Is biased and incorrent in a few places, like disregarding system programming languages with GC that also support deterministic destruction of resources.

I'm not surprised: when you read something and the part you know about is bullshit, there's a good chance that the part you don't know about is also bullshit even you can't see it.

What language have both GC and deterministic destructors, and how does it works? I'd guess it couldn't be tracing GC (because the GC runs whenever it wants, so you don't have determinism, or at least that's my understanding).

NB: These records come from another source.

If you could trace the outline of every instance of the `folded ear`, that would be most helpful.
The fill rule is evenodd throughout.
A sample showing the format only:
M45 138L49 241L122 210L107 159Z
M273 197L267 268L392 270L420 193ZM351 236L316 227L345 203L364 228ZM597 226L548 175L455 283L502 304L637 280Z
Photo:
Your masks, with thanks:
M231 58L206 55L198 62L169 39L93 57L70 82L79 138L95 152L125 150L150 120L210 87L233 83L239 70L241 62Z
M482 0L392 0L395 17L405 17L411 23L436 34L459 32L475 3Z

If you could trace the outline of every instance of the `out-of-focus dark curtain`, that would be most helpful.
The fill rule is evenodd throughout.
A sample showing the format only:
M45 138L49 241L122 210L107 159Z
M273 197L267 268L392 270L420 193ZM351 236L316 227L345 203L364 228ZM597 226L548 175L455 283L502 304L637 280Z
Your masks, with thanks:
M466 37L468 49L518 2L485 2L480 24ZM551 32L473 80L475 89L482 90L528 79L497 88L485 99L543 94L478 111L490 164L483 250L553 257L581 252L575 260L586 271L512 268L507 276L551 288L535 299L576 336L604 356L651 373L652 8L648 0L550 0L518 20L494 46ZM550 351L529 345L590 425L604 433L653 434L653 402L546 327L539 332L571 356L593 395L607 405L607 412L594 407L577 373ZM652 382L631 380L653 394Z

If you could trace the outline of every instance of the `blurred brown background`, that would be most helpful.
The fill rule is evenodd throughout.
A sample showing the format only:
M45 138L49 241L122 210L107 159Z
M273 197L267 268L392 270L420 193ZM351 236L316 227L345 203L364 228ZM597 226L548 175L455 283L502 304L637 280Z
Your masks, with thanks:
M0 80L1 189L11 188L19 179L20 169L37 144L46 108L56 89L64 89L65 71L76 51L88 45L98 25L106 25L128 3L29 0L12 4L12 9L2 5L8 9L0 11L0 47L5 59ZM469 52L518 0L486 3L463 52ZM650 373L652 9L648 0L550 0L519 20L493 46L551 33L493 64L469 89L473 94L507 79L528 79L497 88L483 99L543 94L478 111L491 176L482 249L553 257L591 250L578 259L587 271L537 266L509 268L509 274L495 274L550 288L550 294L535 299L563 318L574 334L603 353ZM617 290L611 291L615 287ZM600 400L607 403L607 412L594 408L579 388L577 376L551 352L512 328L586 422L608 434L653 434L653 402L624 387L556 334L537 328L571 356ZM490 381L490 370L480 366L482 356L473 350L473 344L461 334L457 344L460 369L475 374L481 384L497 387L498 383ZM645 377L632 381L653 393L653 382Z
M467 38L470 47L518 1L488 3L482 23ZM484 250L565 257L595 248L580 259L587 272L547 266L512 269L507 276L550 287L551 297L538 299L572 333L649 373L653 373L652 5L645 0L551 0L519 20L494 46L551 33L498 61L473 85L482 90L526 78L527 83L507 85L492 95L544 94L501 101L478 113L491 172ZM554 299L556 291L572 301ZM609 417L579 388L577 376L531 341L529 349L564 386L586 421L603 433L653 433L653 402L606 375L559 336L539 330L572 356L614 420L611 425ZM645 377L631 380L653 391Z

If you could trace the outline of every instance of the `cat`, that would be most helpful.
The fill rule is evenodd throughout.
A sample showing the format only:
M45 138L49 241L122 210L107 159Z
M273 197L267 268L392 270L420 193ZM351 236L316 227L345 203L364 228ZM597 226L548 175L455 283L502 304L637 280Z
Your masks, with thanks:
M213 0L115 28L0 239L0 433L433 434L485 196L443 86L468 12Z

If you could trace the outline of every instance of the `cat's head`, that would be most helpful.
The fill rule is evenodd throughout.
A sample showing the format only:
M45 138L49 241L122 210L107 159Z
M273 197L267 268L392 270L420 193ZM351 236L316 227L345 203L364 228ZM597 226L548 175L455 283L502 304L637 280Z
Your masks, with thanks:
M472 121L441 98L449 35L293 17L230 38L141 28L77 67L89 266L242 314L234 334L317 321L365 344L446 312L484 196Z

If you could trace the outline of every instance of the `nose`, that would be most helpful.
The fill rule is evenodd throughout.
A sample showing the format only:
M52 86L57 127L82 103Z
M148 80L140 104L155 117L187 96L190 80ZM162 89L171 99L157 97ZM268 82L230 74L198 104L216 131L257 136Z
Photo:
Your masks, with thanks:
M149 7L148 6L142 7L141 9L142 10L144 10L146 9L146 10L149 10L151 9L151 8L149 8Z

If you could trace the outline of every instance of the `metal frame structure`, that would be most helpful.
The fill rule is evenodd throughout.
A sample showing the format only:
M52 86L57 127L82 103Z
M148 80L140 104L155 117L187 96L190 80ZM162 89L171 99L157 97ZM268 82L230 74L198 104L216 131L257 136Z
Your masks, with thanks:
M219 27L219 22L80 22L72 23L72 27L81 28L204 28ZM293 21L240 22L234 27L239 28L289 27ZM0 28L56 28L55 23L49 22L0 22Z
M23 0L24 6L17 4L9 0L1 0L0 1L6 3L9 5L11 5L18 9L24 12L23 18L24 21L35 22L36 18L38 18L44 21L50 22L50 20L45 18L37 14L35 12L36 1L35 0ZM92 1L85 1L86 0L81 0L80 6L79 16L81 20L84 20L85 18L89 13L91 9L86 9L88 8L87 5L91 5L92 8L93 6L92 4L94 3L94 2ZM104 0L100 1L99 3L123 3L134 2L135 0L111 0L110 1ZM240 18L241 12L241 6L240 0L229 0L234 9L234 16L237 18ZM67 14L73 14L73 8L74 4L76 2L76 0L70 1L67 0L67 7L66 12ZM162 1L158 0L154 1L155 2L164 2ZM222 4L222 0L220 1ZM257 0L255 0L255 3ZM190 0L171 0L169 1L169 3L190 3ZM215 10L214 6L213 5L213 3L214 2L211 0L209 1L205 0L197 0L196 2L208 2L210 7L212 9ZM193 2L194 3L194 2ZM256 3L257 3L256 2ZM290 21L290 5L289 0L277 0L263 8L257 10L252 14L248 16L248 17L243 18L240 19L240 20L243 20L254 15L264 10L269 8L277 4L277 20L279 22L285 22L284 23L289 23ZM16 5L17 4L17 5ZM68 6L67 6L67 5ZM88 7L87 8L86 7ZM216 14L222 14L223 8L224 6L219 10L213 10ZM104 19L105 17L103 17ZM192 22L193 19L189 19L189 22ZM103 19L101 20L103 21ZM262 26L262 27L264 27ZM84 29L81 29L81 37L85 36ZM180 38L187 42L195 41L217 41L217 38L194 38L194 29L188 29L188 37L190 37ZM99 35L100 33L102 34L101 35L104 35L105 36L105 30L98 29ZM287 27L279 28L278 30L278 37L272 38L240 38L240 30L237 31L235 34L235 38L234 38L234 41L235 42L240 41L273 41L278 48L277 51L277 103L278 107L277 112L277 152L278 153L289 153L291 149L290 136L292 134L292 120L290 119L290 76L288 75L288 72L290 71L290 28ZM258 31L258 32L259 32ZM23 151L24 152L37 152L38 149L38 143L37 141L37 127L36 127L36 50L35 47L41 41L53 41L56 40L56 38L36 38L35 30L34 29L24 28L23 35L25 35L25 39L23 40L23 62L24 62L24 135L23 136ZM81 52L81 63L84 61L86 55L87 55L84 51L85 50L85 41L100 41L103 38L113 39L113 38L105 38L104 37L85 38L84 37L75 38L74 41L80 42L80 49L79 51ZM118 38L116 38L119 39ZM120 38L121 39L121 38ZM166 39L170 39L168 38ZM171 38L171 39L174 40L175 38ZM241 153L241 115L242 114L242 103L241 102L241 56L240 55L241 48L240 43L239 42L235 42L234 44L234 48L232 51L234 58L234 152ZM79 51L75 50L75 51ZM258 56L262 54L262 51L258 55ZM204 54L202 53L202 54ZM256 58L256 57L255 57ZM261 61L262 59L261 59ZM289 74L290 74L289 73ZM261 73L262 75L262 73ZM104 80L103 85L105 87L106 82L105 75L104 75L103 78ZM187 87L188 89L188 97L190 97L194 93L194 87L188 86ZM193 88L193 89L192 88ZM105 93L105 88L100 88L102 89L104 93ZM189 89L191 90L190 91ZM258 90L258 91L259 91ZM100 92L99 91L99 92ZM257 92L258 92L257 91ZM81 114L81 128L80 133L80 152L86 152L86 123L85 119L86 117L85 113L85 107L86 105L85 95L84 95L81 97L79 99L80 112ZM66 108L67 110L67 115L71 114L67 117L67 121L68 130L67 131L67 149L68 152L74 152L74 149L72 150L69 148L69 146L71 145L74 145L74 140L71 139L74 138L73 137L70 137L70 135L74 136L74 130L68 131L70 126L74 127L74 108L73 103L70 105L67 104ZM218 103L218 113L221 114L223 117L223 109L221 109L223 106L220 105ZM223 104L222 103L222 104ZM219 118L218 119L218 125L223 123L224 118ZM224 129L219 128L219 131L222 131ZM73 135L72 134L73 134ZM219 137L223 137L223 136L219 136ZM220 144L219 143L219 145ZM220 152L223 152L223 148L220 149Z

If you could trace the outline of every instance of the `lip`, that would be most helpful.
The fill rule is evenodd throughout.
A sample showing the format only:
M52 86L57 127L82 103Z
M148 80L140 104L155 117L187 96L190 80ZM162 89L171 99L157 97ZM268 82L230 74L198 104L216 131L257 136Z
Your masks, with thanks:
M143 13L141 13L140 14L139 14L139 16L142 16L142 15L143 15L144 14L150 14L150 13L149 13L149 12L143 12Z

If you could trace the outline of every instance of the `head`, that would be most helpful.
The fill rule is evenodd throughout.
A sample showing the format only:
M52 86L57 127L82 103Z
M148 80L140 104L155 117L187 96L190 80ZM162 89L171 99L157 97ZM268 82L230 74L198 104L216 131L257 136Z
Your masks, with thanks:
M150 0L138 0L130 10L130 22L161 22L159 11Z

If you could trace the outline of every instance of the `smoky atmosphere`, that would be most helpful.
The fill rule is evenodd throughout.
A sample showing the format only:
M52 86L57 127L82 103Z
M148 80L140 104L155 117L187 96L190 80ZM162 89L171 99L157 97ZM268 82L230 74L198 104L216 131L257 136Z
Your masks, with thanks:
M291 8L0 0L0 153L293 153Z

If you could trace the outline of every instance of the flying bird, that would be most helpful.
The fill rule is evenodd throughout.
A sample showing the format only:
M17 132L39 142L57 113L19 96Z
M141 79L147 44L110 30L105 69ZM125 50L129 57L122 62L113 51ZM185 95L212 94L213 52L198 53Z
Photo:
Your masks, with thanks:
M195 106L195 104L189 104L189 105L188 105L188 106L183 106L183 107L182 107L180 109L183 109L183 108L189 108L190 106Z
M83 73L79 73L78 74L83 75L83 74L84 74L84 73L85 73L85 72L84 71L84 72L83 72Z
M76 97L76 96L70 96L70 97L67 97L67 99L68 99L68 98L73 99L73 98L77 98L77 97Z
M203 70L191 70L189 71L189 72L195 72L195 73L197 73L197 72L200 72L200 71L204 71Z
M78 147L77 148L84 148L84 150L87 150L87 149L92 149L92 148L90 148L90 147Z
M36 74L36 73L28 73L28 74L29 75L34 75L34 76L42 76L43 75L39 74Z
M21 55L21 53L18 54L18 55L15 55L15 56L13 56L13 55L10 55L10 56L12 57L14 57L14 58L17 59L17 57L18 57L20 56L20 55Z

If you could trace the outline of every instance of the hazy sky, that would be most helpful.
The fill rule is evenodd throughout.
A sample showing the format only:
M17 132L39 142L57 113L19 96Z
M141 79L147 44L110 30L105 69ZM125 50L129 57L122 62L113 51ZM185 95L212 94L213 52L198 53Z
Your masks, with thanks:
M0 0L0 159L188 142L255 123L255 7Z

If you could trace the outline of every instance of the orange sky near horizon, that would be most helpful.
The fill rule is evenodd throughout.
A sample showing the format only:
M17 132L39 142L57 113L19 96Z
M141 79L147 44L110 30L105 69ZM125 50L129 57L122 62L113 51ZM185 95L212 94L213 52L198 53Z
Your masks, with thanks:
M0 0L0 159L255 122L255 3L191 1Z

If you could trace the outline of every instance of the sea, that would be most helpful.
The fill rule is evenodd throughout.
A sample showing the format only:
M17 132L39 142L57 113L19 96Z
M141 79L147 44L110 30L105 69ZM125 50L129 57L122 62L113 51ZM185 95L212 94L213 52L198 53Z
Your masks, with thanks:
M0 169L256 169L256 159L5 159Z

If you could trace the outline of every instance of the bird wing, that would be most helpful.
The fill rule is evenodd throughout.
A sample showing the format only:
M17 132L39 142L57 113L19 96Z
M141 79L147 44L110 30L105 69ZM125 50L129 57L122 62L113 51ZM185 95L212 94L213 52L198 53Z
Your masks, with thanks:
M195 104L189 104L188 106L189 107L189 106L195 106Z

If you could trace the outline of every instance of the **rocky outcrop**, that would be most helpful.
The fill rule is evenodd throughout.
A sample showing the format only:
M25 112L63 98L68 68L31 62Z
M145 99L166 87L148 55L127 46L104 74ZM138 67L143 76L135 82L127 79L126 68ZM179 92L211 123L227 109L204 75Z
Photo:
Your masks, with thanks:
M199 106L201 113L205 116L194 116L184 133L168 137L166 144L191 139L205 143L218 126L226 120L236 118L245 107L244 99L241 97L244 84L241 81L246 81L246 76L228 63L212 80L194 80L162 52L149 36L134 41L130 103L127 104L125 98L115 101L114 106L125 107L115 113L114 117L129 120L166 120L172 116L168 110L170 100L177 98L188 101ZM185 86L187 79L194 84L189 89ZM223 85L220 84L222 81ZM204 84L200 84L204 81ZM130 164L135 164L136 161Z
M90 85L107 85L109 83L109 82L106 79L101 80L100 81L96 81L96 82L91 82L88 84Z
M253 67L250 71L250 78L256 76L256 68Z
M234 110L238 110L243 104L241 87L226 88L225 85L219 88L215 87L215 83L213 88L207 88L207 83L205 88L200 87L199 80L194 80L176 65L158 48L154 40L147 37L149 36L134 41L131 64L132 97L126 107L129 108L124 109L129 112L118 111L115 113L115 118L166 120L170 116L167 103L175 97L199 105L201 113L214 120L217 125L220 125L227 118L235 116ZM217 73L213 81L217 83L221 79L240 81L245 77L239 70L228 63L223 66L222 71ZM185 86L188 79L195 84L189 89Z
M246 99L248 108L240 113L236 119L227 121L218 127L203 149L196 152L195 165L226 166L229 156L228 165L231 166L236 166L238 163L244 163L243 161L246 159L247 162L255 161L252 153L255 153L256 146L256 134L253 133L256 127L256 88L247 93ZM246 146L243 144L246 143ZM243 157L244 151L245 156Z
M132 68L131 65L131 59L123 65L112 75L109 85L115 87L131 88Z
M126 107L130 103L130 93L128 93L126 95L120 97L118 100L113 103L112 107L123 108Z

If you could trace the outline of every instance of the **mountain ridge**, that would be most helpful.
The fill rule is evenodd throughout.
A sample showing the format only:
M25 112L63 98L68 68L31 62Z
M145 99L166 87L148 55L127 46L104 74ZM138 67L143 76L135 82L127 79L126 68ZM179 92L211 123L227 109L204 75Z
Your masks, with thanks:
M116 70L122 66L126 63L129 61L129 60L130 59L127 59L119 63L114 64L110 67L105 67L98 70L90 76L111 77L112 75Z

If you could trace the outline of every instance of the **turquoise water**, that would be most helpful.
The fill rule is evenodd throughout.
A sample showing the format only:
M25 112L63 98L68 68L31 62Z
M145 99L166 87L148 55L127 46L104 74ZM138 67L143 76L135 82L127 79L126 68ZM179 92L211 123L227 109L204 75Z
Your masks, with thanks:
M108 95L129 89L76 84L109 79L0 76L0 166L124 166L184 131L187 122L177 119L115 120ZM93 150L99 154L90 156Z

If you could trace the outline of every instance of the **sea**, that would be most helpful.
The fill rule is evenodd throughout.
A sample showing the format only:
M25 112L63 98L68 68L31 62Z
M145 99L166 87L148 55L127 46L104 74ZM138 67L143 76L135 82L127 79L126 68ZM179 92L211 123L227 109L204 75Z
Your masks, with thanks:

Or maybe it's something like RAII for non-memory resources (with a destructor that doesn't free memory), and a GC for memory management?

  • Mesa/Cedar, Modula-3, Active Oberon, D, Nim, for example, not to make an exhaustive list. C# also does provide some mechanisms to dive into it, since version 7, although not as easy.

    Basically you can use GC heap as usual, or native heap with untraced references, stack or global memory segments.

    Value types with constructors/destructors pairs are also supported.

    So you have all the building blocks to do C++ style RAII when needed, otherwise relax and enjoy the GC.

This article was mainly about memory safety approaches (GC, RC, borrow checking, etc) and their effects on development velocity. It wasn't trying to compare all languages along all dimensions. That would be quite a long article!

Anyway, I think you're referring to `defer`? Though perhaps you're referring to something else, as defer also appears in non-GC'd languages as well so it didn't seem like a very relevant factor in this specific comparison. I do agree that defer (and try-with-resources) can be stellar tools for GC'd languages.